State keeps its hold on airwaves
Zimbabwe’s first licensed commercial radio station, Star FM, went live last week, putting an end to the 32-year-old monopoly enjoyed by the state-controlled broadcaster, Zimbabwe Broadcasting Corporation.
But its links to the state-owned print-media stable, Zimbabwe Newspapers, has raised questions by observers over its presenters who read bulletins and headlines from the state-owned newspapers.
Political analyst Dumisani Nkomo dismissed Star FM as a viable option to open up Zimbabwe’s airwaves. “It’s an extension of Zanu-PF hegemony … it’s the same Zanu-PF propaganda, just packaged differently”, Nkomo said.
Star FM’s first news bulletin at the launch on Monday reflected the headlines of the state-owned Herald newspaper, which has been the source of the public storm.
Admire Taderera, the head of Star FM and a former deejay for the state broadcaster, said the radio station was committed to sourcing news from all media organisations in the country.
“We are not a state broadcaster and we don’t envisage being one.
We make our own money from advertising and we are not state-funded”, he said.
A second radio station, AB Communications, owned by former journalist-cum-Zanu-PF businessperson Supa Mandiwanzira, is expected to go on air next month. But at least three other licence applications by independent journalists and music presenters were turned down, according to Associated Press.
With national elections likely to be held in the first quarter of next year, the Broadcasting Authority of Zimbabwe has been fiercely criticised by the opposition Movement for Democratic Change and its civic partners for granting licences to pro-Zanu-PF bidders.
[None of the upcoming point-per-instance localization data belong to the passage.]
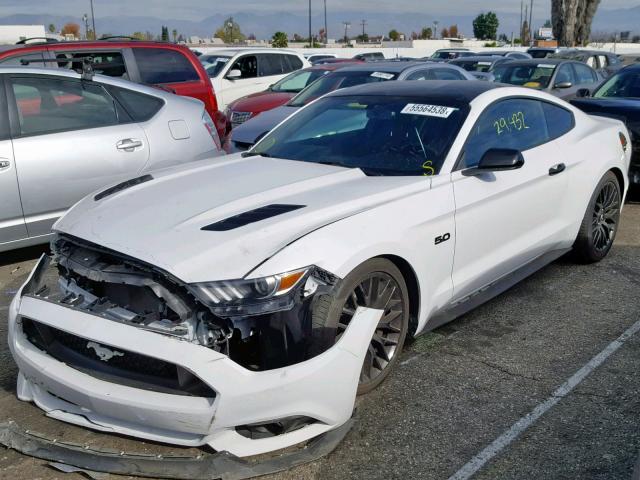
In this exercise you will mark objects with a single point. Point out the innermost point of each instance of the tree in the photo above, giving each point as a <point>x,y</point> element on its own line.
<point>230,31</point>
<point>426,33</point>
<point>71,29</point>
<point>485,26</point>
<point>571,21</point>
<point>279,40</point>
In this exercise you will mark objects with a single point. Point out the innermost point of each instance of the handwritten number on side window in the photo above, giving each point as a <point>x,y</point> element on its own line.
<point>515,123</point>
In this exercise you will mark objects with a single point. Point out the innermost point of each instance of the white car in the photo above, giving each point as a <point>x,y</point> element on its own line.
<point>237,73</point>
<point>63,136</point>
<point>252,298</point>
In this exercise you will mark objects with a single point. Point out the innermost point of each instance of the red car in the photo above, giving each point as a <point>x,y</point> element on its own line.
<point>165,65</point>
<point>277,94</point>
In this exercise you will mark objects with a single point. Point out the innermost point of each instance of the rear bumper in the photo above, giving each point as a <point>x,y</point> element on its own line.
<point>322,388</point>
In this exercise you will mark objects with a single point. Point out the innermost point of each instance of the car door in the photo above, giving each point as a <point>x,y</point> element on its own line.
<point>248,82</point>
<point>505,219</point>
<point>12,225</point>
<point>70,138</point>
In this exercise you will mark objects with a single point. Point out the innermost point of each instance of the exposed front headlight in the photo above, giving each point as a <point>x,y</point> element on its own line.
<point>250,296</point>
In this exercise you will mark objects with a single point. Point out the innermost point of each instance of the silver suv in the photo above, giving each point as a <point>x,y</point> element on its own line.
<point>63,136</point>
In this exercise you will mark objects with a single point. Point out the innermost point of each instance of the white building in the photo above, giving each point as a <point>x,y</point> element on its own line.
<point>10,34</point>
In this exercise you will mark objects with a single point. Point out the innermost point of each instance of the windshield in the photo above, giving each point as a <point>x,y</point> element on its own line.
<point>295,82</point>
<point>621,85</point>
<point>337,80</point>
<point>532,76</point>
<point>213,64</point>
<point>381,135</point>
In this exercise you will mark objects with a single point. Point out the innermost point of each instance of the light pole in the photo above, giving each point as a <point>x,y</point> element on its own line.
<point>346,25</point>
<point>93,22</point>
<point>310,38</point>
<point>326,31</point>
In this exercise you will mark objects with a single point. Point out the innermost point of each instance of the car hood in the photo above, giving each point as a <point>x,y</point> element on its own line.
<point>254,128</point>
<point>160,221</point>
<point>261,102</point>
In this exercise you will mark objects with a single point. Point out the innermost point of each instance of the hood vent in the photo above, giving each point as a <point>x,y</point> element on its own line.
<point>251,216</point>
<point>122,186</point>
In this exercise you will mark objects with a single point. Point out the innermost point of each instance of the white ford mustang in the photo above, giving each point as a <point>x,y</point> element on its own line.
<point>243,304</point>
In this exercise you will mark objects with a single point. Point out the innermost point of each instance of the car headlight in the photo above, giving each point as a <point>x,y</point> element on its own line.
<point>255,296</point>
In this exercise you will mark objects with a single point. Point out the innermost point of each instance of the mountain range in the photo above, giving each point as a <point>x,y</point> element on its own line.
<point>264,25</point>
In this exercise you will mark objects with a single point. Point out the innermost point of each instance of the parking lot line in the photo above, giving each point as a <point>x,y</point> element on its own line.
<point>500,443</point>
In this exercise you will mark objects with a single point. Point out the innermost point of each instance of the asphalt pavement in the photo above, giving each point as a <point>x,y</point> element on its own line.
<point>463,387</point>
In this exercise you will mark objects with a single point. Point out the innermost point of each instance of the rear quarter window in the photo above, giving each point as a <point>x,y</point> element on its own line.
<point>139,106</point>
<point>159,65</point>
<point>559,120</point>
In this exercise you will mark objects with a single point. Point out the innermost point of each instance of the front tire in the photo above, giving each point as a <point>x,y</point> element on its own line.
<point>378,284</point>
<point>600,223</point>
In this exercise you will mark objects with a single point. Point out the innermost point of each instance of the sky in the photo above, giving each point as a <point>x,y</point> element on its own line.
<point>198,9</point>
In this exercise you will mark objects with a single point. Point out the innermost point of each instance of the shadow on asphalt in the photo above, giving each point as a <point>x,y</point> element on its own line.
<point>22,254</point>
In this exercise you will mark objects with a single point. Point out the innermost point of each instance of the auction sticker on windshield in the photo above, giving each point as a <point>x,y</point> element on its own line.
<point>428,110</point>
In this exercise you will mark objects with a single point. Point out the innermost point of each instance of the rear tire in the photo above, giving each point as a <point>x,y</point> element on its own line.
<point>376,283</point>
<point>600,223</point>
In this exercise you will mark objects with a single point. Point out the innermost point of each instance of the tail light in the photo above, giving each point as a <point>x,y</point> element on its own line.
<point>211,128</point>
<point>623,141</point>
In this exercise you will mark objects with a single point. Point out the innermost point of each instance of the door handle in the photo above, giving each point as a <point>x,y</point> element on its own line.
<point>556,169</point>
<point>128,144</point>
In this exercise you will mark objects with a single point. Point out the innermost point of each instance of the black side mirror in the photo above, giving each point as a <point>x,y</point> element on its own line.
<point>497,160</point>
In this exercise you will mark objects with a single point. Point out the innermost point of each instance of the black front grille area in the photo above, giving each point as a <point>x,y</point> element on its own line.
<point>251,216</point>
<point>124,367</point>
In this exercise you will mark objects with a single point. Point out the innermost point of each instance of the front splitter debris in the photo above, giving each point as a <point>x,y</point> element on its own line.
<point>222,465</point>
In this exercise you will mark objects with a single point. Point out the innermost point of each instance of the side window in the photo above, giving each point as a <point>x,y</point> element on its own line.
<point>559,120</point>
<point>105,63</point>
<point>139,106</point>
<point>584,74</point>
<point>565,74</point>
<point>271,64</point>
<point>17,60</point>
<point>294,62</point>
<point>248,66</point>
<point>47,105</point>
<point>161,65</point>
<point>516,123</point>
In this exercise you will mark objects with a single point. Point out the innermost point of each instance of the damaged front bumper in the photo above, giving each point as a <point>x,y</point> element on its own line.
<point>319,392</point>
<point>223,466</point>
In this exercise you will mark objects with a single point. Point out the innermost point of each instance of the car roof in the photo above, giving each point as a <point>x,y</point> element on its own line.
<point>538,61</point>
<point>447,91</point>
<point>388,66</point>
<point>478,58</point>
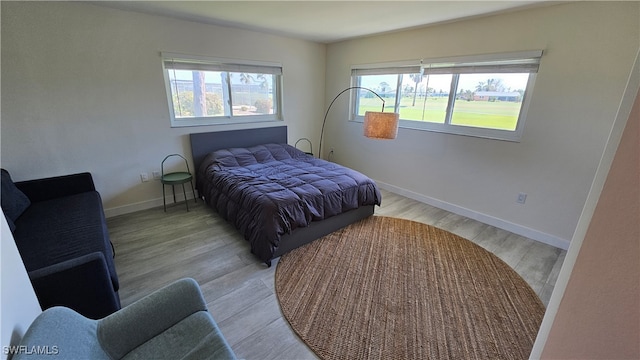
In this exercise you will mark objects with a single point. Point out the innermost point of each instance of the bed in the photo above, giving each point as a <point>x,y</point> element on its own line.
<point>277,196</point>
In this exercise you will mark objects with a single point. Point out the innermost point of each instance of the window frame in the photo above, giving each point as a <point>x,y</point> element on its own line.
<point>172,61</point>
<point>514,62</point>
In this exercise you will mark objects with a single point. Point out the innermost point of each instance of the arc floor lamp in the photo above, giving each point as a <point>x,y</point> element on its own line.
<point>377,125</point>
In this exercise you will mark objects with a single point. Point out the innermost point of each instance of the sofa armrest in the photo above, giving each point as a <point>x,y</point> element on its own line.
<point>133,325</point>
<point>55,187</point>
<point>82,284</point>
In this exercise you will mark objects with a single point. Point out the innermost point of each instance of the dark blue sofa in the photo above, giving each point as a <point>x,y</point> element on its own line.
<point>61,233</point>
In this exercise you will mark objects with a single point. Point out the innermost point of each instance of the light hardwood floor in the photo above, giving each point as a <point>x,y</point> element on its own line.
<point>154,248</point>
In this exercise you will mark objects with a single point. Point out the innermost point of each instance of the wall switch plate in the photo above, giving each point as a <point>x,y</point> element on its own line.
<point>522,197</point>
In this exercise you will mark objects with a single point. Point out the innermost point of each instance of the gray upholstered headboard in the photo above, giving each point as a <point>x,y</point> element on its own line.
<point>204,143</point>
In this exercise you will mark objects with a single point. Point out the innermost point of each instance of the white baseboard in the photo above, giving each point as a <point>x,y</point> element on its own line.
<point>144,205</point>
<point>487,219</point>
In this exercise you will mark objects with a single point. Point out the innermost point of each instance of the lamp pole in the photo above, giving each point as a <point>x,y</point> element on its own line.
<point>334,100</point>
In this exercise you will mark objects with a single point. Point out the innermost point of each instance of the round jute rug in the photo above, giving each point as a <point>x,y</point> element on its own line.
<point>388,288</point>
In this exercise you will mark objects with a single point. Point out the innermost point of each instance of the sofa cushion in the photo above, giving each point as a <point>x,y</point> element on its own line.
<point>65,228</point>
<point>195,337</point>
<point>14,201</point>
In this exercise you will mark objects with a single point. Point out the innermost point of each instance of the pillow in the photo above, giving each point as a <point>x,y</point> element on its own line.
<point>14,201</point>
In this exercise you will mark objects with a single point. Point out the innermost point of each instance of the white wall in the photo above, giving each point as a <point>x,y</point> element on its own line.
<point>589,48</point>
<point>18,302</point>
<point>83,90</point>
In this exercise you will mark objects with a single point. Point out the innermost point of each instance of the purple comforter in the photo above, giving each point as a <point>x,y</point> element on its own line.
<point>270,190</point>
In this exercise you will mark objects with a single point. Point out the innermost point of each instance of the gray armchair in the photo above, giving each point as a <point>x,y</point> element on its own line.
<point>171,323</point>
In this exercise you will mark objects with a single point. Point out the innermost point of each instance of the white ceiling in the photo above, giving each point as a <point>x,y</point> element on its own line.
<point>322,21</point>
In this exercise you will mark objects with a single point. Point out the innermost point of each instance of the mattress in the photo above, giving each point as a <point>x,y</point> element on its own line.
<point>270,190</point>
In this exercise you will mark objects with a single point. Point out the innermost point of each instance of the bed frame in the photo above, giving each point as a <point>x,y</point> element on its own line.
<point>204,143</point>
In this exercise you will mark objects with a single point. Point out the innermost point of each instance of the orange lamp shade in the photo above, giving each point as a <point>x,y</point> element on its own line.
<point>381,125</point>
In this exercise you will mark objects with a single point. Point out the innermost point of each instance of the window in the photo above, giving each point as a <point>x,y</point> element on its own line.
<point>206,91</point>
<point>485,96</point>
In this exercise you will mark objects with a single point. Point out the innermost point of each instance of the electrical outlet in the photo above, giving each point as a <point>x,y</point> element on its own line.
<point>522,197</point>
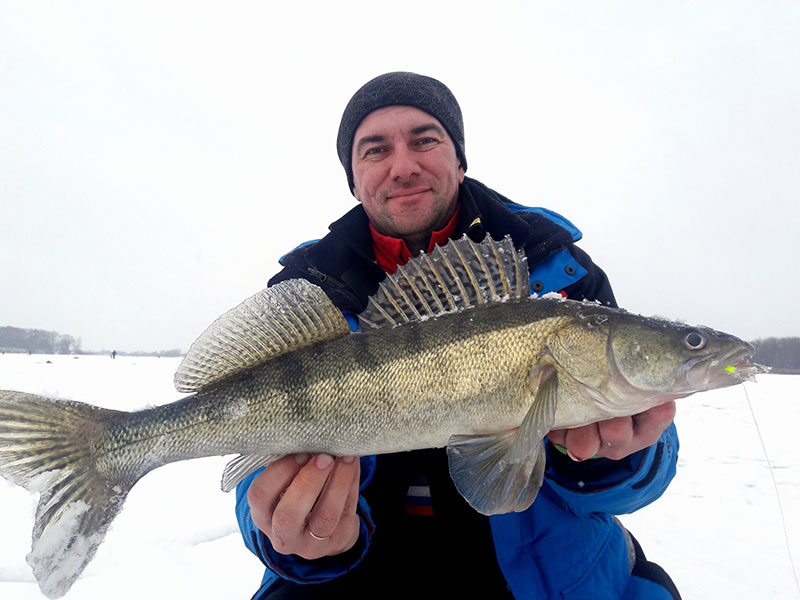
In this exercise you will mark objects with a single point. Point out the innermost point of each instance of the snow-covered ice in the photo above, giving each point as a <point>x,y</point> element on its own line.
<point>717,530</point>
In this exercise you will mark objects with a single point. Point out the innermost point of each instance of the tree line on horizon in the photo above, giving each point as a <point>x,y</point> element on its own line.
<point>17,340</point>
<point>781,354</point>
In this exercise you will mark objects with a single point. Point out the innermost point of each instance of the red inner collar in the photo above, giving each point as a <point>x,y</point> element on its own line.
<point>392,252</point>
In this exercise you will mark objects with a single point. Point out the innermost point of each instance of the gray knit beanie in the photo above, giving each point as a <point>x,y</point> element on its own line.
<point>404,89</point>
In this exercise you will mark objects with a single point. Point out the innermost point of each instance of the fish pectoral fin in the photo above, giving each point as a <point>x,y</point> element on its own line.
<point>241,466</point>
<point>502,472</point>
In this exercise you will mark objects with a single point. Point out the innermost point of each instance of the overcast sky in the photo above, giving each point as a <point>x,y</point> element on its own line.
<point>156,158</point>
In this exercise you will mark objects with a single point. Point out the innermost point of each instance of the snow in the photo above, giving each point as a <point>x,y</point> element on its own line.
<point>718,530</point>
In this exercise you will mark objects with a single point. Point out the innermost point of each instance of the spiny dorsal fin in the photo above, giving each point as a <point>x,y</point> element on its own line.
<point>456,276</point>
<point>290,315</point>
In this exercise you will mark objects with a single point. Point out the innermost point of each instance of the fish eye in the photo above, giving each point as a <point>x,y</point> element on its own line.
<point>694,341</point>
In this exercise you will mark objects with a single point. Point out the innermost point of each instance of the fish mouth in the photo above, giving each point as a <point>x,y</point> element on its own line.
<point>716,371</point>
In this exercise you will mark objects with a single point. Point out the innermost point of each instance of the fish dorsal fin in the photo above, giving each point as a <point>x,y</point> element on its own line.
<point>459,275</point>
<point>290,315</point>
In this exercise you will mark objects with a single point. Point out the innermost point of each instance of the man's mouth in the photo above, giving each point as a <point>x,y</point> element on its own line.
<point>404,193</point>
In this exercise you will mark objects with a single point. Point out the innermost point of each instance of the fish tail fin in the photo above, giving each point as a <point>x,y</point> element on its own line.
<point>55,447</point>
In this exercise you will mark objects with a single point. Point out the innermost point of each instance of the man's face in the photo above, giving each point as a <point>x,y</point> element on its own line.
<point>406,171</point>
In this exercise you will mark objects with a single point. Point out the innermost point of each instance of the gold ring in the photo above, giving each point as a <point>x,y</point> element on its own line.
<point>316,537</point>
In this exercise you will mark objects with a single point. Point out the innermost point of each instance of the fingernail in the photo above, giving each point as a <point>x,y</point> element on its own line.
<point>573,457</point>
<point>324,461</point>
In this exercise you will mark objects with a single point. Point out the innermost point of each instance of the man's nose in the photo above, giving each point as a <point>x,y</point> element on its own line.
<point>404,164</point>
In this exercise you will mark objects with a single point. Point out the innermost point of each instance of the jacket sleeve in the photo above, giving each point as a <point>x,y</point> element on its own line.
<point>295,568</point>
<point>614,486</point>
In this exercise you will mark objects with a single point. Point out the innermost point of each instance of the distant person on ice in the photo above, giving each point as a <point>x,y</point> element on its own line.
<point>394,525</point>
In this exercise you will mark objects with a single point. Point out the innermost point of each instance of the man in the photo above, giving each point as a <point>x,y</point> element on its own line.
<point>394,525</point>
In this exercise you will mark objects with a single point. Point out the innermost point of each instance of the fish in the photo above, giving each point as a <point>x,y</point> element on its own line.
<point>451,351</point>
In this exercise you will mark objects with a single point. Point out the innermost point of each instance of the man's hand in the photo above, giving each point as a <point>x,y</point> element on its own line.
<point>615,438</point>
<point>300,494</point>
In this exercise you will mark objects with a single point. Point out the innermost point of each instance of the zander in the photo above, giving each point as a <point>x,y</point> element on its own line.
<point>452,351</point>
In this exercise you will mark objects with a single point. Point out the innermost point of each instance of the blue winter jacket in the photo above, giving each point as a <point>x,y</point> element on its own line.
<point>567,544</point>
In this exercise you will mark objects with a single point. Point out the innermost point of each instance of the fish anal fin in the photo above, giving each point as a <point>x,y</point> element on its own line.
<point>502,472</point>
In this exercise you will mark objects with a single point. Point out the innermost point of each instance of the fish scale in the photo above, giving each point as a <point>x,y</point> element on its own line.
<point>451,351</point>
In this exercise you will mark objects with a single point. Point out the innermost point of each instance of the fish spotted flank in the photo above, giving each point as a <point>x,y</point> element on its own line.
<point>452,352</point>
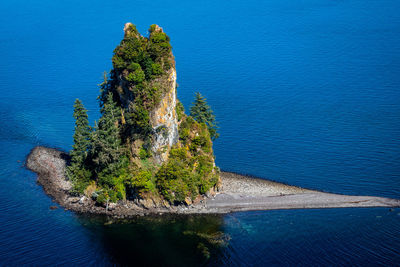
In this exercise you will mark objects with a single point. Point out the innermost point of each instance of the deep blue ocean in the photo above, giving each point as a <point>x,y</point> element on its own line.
<point>306,92</point>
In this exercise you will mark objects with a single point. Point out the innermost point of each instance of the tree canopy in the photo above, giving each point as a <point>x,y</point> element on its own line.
<point>202,113</point>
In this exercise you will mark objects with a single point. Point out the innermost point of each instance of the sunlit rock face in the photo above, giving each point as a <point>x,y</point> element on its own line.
<point>164,122</point>
<point>163,117</point>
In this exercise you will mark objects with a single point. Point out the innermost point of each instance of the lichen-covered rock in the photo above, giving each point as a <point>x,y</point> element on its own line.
<point>162,84</point>
<point>164,122</point>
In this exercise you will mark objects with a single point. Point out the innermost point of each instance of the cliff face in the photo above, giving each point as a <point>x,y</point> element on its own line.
<point>164,122</point>
<point>162,117</point>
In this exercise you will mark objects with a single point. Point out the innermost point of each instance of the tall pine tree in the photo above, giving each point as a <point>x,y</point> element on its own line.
<point>78,171</point>
<point>107,150</point>
<point>202,113</point>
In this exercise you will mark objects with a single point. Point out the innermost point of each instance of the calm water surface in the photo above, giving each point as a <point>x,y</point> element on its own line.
<point>306,93</point>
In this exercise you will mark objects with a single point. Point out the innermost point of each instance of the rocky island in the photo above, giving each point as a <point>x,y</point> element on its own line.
<point>146,156</point>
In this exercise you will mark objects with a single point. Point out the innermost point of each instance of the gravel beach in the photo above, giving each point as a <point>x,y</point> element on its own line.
<point>238,193</point>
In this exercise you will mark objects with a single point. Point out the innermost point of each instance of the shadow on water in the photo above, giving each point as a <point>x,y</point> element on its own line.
<point>162,240</point>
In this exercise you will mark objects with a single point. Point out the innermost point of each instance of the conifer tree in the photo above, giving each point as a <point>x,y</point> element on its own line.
<point>78,171</point>
<point>202,113</point>
<point>107,150</point>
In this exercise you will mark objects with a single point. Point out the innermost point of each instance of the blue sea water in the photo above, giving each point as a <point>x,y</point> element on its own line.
<point>305,92</point>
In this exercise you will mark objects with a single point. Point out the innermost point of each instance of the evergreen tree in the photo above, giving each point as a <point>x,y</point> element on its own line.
<point>202,113</point>
<point>78,171</point>
<point>107,149</point>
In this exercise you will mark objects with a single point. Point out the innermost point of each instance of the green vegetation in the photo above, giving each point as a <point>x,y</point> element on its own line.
<point>78,171</point>
<point>114,161</point>
<point>202,113</point>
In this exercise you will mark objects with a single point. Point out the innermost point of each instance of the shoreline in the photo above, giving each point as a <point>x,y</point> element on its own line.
<point>238,193</point>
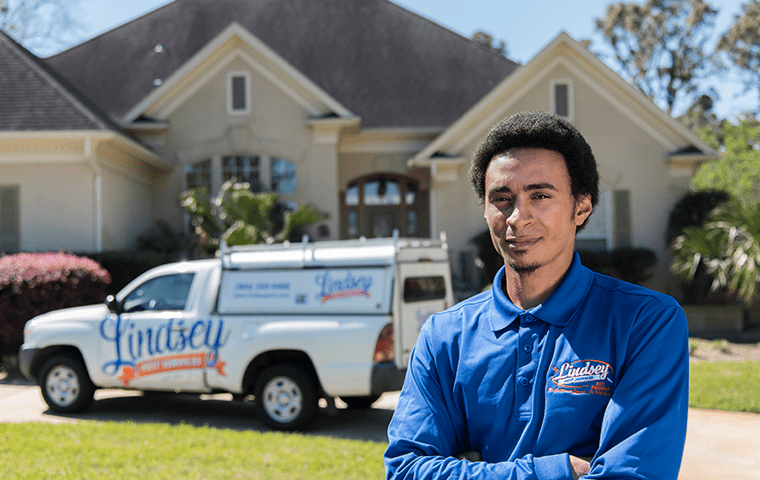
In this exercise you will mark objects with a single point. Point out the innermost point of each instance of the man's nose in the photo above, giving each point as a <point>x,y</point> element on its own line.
<point>519,216</point>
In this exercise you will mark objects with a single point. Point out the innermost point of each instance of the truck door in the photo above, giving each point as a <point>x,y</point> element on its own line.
<point>424,289</point>
<point>154,343</point>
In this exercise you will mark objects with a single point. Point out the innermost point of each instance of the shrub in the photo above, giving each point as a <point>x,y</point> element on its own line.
<point>126,266</point>
<point>35,283</point>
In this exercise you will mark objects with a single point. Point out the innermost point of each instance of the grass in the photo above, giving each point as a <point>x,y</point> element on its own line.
<point>96,450</point>
<point>732,386</point>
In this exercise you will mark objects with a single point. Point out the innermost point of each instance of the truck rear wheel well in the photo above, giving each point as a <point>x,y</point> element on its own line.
<point>50,352</point>
<point>279,357</point>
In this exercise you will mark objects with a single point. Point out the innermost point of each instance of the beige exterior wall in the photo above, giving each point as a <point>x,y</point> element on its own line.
<point>630,156</point>
<point>56,207</point>
<point>59,177</point>
<point>202,128</point>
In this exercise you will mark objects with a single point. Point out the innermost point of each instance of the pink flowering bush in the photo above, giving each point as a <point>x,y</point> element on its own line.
<point>35,283</point>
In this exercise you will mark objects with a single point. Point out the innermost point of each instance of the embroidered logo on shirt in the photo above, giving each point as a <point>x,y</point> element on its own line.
<point>583,377</point>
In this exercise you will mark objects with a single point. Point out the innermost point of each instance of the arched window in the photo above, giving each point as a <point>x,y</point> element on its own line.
<point>375,205</point>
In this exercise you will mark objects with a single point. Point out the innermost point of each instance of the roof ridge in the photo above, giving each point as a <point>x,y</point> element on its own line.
<point>450,31</point>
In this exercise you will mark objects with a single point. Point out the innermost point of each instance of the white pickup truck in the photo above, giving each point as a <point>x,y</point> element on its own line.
<point>288,324</point>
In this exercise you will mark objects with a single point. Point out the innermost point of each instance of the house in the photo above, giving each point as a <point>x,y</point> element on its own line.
<point>362,109</point>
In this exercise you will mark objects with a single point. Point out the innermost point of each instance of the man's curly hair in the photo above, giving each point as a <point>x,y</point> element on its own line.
<point>538,130</point>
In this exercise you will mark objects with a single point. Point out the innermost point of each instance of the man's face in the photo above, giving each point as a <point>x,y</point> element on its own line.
<point>531,211</point>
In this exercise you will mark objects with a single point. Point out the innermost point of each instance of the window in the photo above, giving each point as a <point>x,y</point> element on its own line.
<point>420,289</point>
<point>595,236</point>
<point>243,168</point>
<point>378,204</point>
<point>263,172</point>
<point>283,176</point>
<point>561,98</point>
<point>162,293</point>
<point>9,219</point>
<point>199,174</point>
<point>238,93</point>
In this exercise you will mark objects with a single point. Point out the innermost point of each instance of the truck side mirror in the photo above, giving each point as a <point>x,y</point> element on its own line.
<point>113,304</point>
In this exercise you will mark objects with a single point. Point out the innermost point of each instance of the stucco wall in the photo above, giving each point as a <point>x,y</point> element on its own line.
<point>276,126</point>
<point>56,206</point>
<point>629,154</point>
<point>126,207</point>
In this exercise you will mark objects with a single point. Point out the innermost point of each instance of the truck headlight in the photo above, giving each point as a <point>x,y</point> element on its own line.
<point>28,327</point>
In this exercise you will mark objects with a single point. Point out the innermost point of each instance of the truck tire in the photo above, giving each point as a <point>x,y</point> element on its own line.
<point>285,397</point>
<point>65,384</point>
<point>360,403</point>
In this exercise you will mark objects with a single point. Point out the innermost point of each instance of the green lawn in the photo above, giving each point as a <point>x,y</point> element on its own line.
<point>98,450</point>
<point>733,386</point>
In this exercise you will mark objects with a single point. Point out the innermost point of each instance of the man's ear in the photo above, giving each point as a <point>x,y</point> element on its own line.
<point>583,208</point>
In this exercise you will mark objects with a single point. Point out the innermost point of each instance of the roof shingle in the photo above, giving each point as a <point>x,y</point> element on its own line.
<point>35,97</point>
<point>387,65</point>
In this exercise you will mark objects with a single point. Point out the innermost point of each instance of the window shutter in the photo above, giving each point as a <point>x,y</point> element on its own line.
<point>238,94</point>
<point>622,229</point>
<point>561,100</point>
<point>9,219</point>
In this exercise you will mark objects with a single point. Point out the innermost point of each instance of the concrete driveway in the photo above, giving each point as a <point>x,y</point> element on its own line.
<point>719,445</point>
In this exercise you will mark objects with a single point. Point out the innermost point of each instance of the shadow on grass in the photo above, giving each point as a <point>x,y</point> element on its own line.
<point>220,411</point>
Decades-long efforts to set up community radio stations, such as the donor-funded Radio Dialogue, have been blocked by Zanu-PF, which has resisted opening up the airwaves to players that could spread an anti-Zanu-PF message.
Thomas Tshabalala, the Radio Dialogue director, said: “It is sad to note that this is our 10th year and we have spent it fighting to get a licence. Radio Dialogue is not yet licensed although over the years we have continuously engaged the government without any success.
“No one can imagine that a country that calls itself democratic will take more than 30 years to liberalise the airwaves,” Tshabalala said.